EDIT: thats right Devo. wonders of live yeast in your guts


----------



## DarkFaerytale (20/5/08)

there an interesting contraption, might be good for yeast propagation. but as CM2 said not really good for longnecks. perhaps if they fit over a bigger bottle, maybe 3 or 4L. long term storage might be an issue too. tell us how they go dataphage.

might even be good just for a few bottles to share with those "ewww what is that" friends

-Phill


----------



## dataphage (20/5/08)

citymorgue2 said:


> well considering the average brewer would have 3 batches or so bottled at any one time you'd need at least 150 of them (1 for each bottle) which means your up for $600. now I did have 350 odd bottles ready for drinking at one stage. buggered if im going to spend $1800 for sediment reducing things. hell you could go straight to kegs and top of the line filtering units.
> 
> I also think you missed the point. its a 2 part unit, where you dont use a crown seal. also if you did take it off to put a cown seal on, you'd loose most of the carbonation as soon as released the pressure.
> 
> ...



I know, it's just a toy to keep me amused! 
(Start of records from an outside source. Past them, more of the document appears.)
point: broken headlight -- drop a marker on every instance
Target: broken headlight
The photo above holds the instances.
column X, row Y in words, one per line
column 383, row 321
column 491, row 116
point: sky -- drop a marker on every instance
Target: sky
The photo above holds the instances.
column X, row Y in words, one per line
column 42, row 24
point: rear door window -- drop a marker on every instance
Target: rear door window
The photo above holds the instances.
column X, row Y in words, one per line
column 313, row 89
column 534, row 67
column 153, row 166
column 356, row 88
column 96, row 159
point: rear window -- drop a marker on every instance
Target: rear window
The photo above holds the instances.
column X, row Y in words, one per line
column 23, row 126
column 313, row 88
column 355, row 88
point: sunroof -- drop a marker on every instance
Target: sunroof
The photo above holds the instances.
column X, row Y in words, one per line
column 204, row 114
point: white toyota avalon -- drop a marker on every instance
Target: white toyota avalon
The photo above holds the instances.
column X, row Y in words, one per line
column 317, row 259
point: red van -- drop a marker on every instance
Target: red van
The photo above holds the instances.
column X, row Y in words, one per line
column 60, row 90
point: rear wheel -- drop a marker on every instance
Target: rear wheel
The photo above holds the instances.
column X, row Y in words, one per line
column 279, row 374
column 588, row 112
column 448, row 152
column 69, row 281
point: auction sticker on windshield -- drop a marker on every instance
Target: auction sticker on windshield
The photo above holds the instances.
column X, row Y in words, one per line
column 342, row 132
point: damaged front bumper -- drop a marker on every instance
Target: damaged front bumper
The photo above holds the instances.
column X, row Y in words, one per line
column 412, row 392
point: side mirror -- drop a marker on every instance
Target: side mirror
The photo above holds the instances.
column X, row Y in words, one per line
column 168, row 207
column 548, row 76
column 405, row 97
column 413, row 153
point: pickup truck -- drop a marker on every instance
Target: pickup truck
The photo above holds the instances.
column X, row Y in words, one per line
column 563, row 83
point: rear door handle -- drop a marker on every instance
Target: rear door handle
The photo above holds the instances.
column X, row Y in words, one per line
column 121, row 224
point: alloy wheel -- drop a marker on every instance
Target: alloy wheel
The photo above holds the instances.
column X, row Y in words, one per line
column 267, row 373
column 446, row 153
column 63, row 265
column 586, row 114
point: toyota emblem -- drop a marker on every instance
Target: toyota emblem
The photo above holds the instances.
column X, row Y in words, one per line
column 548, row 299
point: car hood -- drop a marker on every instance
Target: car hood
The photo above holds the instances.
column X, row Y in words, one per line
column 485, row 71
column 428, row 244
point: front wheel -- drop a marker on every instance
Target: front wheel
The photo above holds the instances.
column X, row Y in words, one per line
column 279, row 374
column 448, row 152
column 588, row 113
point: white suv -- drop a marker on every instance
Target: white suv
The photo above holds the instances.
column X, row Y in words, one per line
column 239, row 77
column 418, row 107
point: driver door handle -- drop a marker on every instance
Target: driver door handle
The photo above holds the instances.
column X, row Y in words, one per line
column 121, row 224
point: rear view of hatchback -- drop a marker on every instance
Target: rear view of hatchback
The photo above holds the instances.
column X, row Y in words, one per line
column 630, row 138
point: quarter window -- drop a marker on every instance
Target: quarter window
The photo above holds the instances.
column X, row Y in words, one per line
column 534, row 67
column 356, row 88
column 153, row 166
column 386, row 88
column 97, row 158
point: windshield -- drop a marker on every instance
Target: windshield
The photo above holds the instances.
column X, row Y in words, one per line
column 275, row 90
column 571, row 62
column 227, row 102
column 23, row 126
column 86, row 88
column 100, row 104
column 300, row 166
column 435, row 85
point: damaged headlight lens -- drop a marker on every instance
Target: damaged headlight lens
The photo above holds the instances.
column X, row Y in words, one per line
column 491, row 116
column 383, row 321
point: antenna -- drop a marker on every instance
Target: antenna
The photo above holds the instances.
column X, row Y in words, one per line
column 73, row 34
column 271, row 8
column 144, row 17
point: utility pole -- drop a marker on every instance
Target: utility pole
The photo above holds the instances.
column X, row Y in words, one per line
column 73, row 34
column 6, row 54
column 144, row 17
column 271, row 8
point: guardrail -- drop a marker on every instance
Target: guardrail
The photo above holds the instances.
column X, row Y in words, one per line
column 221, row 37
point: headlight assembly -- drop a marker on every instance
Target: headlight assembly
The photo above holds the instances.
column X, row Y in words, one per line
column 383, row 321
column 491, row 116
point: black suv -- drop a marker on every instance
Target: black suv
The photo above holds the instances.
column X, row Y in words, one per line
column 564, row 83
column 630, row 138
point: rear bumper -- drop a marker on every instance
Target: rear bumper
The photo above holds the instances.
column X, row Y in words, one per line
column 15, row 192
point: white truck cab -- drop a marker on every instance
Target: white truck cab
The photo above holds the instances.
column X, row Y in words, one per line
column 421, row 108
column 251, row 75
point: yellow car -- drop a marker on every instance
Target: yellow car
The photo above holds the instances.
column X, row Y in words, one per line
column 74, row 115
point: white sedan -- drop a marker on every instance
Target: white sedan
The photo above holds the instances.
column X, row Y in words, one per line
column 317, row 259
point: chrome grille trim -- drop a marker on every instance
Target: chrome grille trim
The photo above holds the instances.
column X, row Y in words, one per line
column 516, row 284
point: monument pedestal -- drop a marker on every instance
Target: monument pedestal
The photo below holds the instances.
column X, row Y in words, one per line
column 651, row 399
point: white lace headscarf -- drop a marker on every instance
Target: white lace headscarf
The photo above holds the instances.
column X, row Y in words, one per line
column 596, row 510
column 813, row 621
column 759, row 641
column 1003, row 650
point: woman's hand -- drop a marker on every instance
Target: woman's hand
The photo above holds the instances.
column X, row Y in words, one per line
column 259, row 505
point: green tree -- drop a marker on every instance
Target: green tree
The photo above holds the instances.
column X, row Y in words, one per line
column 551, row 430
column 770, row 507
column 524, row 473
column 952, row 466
I do get the point of a 2 part system, honest! What I was really wondering is whether you could use it as a disengorgement tool for speciality brews. There was one listed on here a while ago that had this champagne like aging. I was wondering if it could the pressure without leaking...


----------



## dataphage (17/6/08)

Long section on Craftbrewer Radio here: http://radio.craftbrewer.org/shows/June2-08.mp3


----------